According to the SEC’s complaint, the fraud was conducted by Trinity’s former Chief Executive Officer William Enloe, former Chief Credit Officer Jill Cook, and former Senior Lending Officer Mark Pierce. The complaint also purports that former Chief Financial Officer Daniel Bartholomew and the Vice President of Internal Audit Karl Hjelvik failed to execute adequate internal accounting controls and was unsuccessful in ensuring the bank’s books and records were appropriately factual. The alleged fraud was partially due to the bank’s inclination to be exempt from a formal supervisory agreement between the bank and the Office of the Comptroller of the Currency, the bank’s primary regulator.
Trinity, Enloe, Bartholomew, and Hjelvik agreed to settle the SEC’s charges, while the litigation continues against Cook and Pierce.
As claimed in the SEC’s complaint filed in federal court in Albuquerque, New Mexico, and the settled administrative proceedings:
- Enloe, Cook, and Pierce directed Trinity’s loan department to engage in a variety of conduct that kept the bank from properly recording losses on its financial statements, such as not downgrading loans that were delinquent and making delinquent loans appear to be paying on time; not identifying loans for which the bank was not going to be paid in full; and not properly measuring individual loans for impairment.
- Enloe, Cook, and Pierce extended credit to troubled borrowers that was used to make required payments on existing debt, which would result in the borrower appearing current on loan payments when, in fact, the bank was not actually making any collections from the borrower.

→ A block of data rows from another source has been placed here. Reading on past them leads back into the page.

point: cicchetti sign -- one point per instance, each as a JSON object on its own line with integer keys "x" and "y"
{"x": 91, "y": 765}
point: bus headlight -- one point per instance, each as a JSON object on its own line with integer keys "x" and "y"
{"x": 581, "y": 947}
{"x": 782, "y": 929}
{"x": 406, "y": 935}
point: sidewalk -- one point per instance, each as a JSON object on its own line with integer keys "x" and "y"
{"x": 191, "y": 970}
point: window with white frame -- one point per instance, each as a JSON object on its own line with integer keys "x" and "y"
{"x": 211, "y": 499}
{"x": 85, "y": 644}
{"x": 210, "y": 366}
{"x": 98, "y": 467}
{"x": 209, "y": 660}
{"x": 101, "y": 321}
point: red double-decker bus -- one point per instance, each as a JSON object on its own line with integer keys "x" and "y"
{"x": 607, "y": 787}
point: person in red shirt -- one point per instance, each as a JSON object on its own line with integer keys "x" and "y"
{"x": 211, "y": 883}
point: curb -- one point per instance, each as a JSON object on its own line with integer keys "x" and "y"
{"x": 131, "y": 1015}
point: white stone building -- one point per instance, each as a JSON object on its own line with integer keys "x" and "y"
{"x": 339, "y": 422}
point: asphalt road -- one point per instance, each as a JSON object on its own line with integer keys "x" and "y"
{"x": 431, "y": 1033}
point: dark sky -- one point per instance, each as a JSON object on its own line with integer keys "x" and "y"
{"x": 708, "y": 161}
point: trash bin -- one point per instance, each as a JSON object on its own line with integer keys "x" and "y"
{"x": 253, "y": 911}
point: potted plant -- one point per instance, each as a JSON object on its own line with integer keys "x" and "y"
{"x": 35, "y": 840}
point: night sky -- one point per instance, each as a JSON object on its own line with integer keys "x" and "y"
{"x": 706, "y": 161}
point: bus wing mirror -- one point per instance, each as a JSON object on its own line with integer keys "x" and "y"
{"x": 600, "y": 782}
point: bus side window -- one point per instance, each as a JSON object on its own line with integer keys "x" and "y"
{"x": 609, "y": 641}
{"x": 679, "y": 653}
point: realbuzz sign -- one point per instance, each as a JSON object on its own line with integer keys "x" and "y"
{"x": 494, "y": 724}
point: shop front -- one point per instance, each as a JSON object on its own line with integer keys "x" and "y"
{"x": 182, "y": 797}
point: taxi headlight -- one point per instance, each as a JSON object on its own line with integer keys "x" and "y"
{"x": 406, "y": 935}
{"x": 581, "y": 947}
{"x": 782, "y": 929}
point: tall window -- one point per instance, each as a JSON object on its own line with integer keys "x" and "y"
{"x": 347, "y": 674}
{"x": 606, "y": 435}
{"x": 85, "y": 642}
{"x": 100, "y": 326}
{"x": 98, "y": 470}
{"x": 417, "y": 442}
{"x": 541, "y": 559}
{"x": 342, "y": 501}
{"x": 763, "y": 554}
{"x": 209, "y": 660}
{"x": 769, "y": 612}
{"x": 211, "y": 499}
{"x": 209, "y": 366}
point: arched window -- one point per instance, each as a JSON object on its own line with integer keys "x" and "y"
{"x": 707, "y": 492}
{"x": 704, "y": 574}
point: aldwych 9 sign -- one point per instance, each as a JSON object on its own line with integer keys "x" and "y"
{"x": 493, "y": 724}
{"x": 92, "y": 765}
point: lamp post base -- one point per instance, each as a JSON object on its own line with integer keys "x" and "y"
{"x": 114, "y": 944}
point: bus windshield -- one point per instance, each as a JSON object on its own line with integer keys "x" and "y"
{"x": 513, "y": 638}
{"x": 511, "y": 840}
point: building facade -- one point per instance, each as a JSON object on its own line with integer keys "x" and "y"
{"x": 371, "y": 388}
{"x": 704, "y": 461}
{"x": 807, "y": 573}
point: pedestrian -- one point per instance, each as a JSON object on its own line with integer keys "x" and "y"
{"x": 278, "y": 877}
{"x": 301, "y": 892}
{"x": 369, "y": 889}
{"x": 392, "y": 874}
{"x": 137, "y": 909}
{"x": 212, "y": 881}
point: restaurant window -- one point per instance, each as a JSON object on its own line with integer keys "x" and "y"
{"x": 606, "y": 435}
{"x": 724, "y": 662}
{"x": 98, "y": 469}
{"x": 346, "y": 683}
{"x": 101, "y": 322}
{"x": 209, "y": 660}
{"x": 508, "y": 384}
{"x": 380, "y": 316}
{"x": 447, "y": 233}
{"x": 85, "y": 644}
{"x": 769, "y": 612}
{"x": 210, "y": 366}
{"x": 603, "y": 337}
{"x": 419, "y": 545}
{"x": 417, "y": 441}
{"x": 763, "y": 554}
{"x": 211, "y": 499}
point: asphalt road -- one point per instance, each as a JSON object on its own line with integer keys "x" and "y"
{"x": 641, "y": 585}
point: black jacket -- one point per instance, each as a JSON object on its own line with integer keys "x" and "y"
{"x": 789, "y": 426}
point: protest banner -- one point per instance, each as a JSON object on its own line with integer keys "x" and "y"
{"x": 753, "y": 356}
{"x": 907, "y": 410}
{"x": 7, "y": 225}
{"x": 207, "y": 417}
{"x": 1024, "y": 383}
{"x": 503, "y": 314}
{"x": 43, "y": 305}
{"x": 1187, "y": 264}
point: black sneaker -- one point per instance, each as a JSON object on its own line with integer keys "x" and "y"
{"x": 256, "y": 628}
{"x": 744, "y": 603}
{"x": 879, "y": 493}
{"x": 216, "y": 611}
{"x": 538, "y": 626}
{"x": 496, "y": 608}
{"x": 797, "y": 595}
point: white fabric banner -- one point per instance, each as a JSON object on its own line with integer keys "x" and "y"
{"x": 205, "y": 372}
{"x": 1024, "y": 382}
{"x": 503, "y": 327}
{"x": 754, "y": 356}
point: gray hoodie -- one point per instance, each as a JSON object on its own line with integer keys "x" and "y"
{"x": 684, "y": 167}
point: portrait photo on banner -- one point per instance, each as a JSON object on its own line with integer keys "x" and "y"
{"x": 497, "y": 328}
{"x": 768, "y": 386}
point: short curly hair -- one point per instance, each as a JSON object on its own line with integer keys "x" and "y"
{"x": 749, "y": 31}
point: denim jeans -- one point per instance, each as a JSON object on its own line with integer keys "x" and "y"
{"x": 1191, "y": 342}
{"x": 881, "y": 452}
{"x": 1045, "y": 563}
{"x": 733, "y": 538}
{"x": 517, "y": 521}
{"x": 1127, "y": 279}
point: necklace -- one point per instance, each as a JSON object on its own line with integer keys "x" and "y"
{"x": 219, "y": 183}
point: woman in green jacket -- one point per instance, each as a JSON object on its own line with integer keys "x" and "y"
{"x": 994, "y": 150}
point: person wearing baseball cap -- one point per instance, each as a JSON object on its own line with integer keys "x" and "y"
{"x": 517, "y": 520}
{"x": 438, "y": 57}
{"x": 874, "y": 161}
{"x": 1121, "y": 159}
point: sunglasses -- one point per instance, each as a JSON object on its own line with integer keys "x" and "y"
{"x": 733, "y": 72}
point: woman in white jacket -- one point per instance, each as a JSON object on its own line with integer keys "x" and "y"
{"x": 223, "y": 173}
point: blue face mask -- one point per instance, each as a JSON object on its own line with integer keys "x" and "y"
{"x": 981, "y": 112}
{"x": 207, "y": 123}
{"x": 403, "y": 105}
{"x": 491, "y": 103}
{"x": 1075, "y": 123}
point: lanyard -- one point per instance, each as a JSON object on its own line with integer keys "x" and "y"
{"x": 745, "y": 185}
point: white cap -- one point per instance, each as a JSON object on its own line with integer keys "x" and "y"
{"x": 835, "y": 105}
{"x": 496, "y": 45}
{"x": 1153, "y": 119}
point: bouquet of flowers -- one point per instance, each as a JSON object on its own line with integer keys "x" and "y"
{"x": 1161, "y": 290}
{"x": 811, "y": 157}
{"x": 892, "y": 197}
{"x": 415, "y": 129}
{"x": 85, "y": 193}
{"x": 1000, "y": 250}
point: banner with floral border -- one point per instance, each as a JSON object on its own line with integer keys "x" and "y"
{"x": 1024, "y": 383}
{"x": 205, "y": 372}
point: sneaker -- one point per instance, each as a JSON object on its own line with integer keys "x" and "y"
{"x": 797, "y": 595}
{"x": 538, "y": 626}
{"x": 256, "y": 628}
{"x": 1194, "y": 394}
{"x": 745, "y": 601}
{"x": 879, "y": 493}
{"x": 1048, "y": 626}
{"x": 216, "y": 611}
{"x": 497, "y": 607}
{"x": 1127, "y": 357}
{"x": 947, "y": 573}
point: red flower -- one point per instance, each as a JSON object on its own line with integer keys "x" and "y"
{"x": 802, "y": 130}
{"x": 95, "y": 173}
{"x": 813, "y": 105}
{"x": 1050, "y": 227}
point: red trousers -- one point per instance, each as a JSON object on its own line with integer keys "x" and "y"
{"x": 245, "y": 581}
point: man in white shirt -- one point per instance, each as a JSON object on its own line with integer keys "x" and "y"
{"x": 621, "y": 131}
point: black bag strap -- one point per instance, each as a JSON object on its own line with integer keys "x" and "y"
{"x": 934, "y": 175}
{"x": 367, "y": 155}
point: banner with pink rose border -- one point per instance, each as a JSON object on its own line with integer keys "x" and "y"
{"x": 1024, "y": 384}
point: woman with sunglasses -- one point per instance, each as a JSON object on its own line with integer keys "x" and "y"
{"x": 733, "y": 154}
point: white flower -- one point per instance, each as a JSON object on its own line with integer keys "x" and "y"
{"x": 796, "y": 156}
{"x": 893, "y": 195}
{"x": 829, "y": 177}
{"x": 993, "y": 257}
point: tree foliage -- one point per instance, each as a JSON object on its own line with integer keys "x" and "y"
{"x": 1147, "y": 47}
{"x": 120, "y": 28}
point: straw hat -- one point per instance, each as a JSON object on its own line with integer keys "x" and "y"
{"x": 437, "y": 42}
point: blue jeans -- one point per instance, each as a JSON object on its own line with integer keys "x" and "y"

- Enloe, Cook, and Pierce failed to identify loans where it was probable that the bank would be unable to collect all amounts due under the loan agreement. In some instances, documents were intentionally drafted to avoid triggering a review of the transactions as troubled loans.
- Enloe, Cook, and Pierce knew that collateral was worth significantly less – sometimes millions of dollars less – than the amounts used in impairment measurements, yet they did nothing to correct the inaccuracies.
- Enloe and Cook instructed employees to reject and not use appraisals that indicated lower values on the bank’s collateral and other properties.
- Pierce drafted and reviewed loan memoranda that were false and misleading and, together with Enloe and Cook, permitted them to be presented to outside auditors and others when they knew, or were reckless in not knowing, that the information hid the troubled nature of various loans.
- Bartholomew and Hjelvik knew or should have known that certain impairment measurements were not correct and that some appraisal valuations were significantly overstated. In addition, neither of them took action to implement adequate internal accounting controls.
- As a result of this and other conduct, Trinity failed to downgrade loans on a timely basis; identify individually impaired loans; and measure impairments properly and take appropriate losses on real estate owned by the bank.
Trinity and Enloe agreed to an order to cease and desist from violating the antifraud, reporting, books and records, and internal controls provisions of the federal securities laws. Without confessing to or denying the SEC’s findings, Trinity consented to provide continued cooperation and to pay a $1.5 million penalty, which takes into consideration the company’s significant efforts toward reparation and cooperation during the investigation. Enloe agreed to pay a $250,000 penalty and also agreed to be barred from serving as an officer or director at a public company for five years. Bartholomew and Hjelvik consented to charges of books and records, reporting, and internal control violations, and entered into cooperation agreements with the SEC to be accomidating in the litigation against Cook and Pierce.
The SEC’s complaint filed against Cook and Pierce alleges they: (i) violated, or in the alternative aided and abetted Trinity’s violations of, Section 17(a)(1) and (3) of the Securities Act and Section 10(b) of the Securities Exchange Act and Rules 10b-5(a) and (c) thereunder; (ii) violated Section 13(b)(5) of the Exchange Act and Rules 13b2-1 and 13b2-2 thereunder; (iii) aided and abetted Trinity’s violations of Sections 17(a)(2) of the Securities Act and Sections 10(b), 13(a), 13(b)(2)(A), 13(b)(2)(B) of the Exchange Act and Rules 10b-5(b), 12b-20, 13a-1, and 13a-13 thereunder. The SEC’s complaint seeks a final judgment permanently enjoining them from violating the provisions set forth above, officer and director bars, and civil penalties.